The roadmap implied by the study is therefore: ship the window-aggregate extension first (closes the financial fragmentation attack pattern, the rate-constraint pattern, and the quota-per-parameter pattern), then ship conditional rules (closes the cross-parameter conditional pattern), then ship jury-typed rules (closes the semantic free-text pattern, requires the most infrastructure work).
10. Replication
The 500-pattern corpus and the per-pattern annotations are available on request to Armalo Labs. Researchers wishing to extend the study to additional domains can adopt the same rubric and contribute additional patterns. The annotation tooling is small (a CSV with pattern_id, domain, tool, parameter, constraint_description, coverage_class, rules_used); the major effort is corpus assembly.

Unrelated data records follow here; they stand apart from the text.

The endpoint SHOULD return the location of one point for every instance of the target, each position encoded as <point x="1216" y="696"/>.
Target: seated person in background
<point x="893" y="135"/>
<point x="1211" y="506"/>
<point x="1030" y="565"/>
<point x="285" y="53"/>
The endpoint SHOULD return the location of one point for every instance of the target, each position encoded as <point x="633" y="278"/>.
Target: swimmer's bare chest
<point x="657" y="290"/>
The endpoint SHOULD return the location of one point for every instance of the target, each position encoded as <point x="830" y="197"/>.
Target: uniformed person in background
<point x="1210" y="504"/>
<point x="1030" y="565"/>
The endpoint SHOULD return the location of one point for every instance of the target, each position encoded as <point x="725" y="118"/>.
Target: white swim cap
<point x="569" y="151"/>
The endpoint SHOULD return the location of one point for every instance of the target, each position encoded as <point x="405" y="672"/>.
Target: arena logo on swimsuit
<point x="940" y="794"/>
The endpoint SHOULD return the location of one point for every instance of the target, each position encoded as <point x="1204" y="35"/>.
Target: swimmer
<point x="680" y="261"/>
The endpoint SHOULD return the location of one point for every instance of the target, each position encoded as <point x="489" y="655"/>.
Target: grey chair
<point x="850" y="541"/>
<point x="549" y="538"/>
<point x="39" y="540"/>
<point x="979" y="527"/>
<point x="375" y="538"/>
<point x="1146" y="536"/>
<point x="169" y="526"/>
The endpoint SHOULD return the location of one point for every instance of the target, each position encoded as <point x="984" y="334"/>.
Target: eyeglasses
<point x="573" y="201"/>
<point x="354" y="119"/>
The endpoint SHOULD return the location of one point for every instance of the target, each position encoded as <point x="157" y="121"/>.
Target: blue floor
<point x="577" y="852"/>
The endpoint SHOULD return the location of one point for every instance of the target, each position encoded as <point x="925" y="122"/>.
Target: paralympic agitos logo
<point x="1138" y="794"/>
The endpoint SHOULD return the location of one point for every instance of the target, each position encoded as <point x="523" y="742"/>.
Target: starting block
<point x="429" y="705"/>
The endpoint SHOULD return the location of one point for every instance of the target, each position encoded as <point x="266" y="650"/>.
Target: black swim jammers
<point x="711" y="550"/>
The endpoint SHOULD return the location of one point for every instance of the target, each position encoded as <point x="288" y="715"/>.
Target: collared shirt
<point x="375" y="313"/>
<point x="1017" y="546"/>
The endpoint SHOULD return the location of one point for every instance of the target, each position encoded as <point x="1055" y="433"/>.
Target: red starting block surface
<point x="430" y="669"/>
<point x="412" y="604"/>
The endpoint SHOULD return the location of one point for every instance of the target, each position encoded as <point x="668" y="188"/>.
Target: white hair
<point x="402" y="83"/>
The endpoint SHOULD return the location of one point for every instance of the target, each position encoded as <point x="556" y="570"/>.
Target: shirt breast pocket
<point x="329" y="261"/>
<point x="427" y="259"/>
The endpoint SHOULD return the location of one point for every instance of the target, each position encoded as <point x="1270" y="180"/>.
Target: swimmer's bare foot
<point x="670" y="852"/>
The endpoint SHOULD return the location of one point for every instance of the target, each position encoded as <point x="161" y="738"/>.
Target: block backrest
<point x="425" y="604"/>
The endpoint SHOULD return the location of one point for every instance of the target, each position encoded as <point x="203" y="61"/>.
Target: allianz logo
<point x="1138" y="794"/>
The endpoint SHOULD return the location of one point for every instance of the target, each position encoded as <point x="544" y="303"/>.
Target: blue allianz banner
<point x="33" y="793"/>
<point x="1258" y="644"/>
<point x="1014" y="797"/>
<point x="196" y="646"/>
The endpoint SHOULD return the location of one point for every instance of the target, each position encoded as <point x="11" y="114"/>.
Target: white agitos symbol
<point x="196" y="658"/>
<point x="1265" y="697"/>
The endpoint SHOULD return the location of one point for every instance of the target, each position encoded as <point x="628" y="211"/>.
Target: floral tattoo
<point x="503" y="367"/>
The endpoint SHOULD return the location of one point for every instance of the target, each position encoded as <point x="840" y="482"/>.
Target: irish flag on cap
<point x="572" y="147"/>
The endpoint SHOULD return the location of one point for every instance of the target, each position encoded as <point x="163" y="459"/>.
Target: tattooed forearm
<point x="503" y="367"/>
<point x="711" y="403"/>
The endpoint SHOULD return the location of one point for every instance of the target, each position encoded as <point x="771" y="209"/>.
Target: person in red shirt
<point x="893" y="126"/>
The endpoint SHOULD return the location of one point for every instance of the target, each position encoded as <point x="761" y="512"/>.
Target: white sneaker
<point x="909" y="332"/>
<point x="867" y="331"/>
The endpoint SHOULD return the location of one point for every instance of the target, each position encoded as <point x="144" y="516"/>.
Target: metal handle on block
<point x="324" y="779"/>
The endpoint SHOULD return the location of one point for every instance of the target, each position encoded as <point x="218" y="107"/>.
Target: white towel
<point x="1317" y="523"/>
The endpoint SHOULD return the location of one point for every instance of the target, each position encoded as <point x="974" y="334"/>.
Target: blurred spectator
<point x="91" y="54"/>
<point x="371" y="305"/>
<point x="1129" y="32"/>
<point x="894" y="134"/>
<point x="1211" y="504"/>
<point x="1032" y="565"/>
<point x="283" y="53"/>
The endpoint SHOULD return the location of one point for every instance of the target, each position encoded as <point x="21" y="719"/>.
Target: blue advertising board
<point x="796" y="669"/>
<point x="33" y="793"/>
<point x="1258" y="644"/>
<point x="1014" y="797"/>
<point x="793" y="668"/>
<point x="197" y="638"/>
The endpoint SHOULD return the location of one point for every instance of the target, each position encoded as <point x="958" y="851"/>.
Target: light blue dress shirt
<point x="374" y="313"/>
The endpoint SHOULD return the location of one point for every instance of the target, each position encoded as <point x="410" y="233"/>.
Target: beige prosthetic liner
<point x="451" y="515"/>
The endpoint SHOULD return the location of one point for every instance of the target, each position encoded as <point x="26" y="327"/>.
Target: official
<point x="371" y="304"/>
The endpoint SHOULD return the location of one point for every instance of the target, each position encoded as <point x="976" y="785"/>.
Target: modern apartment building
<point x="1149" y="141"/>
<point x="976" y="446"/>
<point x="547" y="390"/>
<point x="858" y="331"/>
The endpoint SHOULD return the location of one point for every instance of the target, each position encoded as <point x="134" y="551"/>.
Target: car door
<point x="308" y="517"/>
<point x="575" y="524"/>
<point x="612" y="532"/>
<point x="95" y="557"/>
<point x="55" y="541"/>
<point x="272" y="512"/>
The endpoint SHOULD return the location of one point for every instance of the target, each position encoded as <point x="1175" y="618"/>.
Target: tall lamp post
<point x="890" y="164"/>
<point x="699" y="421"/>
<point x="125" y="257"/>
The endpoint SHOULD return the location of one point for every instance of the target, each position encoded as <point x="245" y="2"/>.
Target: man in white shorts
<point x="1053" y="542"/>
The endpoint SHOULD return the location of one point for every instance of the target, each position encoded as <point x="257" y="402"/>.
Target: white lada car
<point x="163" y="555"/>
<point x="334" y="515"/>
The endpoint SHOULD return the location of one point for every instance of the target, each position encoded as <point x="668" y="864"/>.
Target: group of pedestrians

The current grammar is documented and implemented in packages/validation/src/pacts.ts; the evaluator is in apps/web/lib/pact-param-binding.ts. Researchers can author their own pacts against Armalo's production pact API and validate them against test tool calls via POST /api/v1/pacts/{pactId}/validate-call.
References
- Armalo Labs Research Team. *The L4 Layer: Cross-Org Behavioral Trust for AI Agents.* 2026-05-12.
- Armalo Labs Research Team. *The TOCTOU Theorem for Agent Trust.* 2026-05-13.
- Armalo Labs Research Team. *The Trust Oracle as a Cross-Org Consensus Primitive.* 2026-05-13.
- OWASP. *Top 10 Risks for LLM Applications.* 2024.
- EU. *Artificial Intelligence Act, Articles 12โ13 (logging and transparency obligations for high-risk AI systems).* 2024.